Mardi Gras, Louisiana
Carnival is the name of the season and Mardi Gras is just one day. “Mardi Gras” is the last Tuesday before Ash Wednesday and “Carnival” is the season that begins on the Feast of Epiphany. A krewe (pronounced as crew) is an organisation or group that puts on a parade or a ball for the Carnival season.
It's unlikely you'll have your own dog with you if you've flown to New Orleans but if you're a dog lover you'll love seeing some of the dogs in their Mardi Gras costumes! The dogs also have their very own parade in New Orleans with the Krewe of Barkus.
Mardi Gras is also for families too as you can watch parades with locals at family parade-watching spots including Charles and Napoleon and St. Charles at 3rd or 4th conveniently close Garden District lodging.
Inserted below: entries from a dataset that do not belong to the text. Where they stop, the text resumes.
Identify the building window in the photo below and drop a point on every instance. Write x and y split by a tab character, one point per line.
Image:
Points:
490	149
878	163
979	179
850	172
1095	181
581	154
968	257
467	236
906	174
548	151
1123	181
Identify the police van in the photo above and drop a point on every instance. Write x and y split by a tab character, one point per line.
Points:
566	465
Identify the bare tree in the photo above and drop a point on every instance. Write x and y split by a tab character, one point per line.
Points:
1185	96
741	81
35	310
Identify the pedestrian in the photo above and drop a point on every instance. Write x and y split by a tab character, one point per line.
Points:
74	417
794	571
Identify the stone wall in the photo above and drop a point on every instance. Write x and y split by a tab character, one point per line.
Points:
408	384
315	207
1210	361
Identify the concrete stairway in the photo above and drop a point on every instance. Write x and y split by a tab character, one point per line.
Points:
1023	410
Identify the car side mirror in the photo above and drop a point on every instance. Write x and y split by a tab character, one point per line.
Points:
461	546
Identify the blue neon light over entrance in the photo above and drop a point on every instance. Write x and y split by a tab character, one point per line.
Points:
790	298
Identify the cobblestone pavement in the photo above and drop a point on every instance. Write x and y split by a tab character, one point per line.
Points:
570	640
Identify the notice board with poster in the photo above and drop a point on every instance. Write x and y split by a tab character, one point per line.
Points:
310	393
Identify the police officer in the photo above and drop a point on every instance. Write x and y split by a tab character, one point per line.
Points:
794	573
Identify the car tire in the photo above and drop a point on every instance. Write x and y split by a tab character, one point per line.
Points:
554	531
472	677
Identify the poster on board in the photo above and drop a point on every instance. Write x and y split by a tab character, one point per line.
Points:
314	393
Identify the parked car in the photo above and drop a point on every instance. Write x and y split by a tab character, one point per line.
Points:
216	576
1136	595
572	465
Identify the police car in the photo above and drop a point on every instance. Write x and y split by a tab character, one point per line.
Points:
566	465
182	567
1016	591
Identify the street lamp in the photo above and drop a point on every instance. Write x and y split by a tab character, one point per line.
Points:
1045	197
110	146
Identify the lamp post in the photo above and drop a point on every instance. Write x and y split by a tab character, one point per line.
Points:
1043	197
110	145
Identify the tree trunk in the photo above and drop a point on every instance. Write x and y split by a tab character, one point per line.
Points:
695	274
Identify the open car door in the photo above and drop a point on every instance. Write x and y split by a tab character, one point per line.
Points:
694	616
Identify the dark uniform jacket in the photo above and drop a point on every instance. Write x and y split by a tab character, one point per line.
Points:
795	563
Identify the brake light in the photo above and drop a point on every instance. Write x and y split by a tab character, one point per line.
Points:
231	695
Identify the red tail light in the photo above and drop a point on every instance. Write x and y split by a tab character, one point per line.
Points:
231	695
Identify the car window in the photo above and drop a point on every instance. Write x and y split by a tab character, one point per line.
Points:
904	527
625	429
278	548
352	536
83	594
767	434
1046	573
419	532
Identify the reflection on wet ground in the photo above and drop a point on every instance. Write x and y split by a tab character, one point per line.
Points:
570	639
They always make sure there's extra goodies for the kids!
Shouting at the floats, waving your hands in the air will definitely get you goodies or you can put your children on your shoulders, but if you really want to test your suitcases weight limit you should head to the end of the parade as you’ll be showered with gifts from the floats as their goal is to chuck all bags of beads before they get off the float themselves!
Bathroom humour never seems to grow old as evidenced by the Krewe of Tucks in their giant toilet bowl float! As the screaming crowds line the street begging for their bathroom-themed throws, which have previously included monogrammed toilet paper, sunglasses shaped like toilets, mini-plungers and more. In Shreveport, the Krewe of Highland is very popular, who throw Spam and hot dogs. Most people will come home with beads but if you can get miniature squirting toilets and dinner too that's got to be a bonus!
As stories say, the reason for the bead throwing started in the 1880s with a man dressed like Santa who received such fame throwing beads that after that other krewes followed suit. Nowadays krewes buy plastic beads en masse which parade-goers love! Occasionally people will still see throws of tiny glass bead strands but these are rare and started being phased out in the 1960s and 1970s.
Beware of heavy suitcases though! Officials estimate upwards of 25-million pounds of Mardi Gras items get thrown from floats, with more than half of which winds up on New Orleans streets but locals like to visit ARC of New Orleans to recycle their beads for the following year.
Despite the fact that it is just one big party Mardi Gras is actually a legal holiday in Louisiana, and has been since 1875, when Governor Warmoth signed the “Mardi Gras Act". So you'll definitely get to spend time with the locals.
Mardi Gras Isn’t Just in New Orleans though. You can get your Mardi Gras groove on at the Cajun Mardi Gras in Lafayette or dance away at a Baton Rouge Mardi Gras ball....or head to Mobile in Alabama where it all started.
You can also check out the Mardi Gras Museum of Imperial Calcasieu in Lake Charles or the particularly family-friendly Mardi Gras in Alexandria. Mardi Gras is also celebrated all over the world including many locations in Europe and also you'll find massive celebrations in Brazil every year!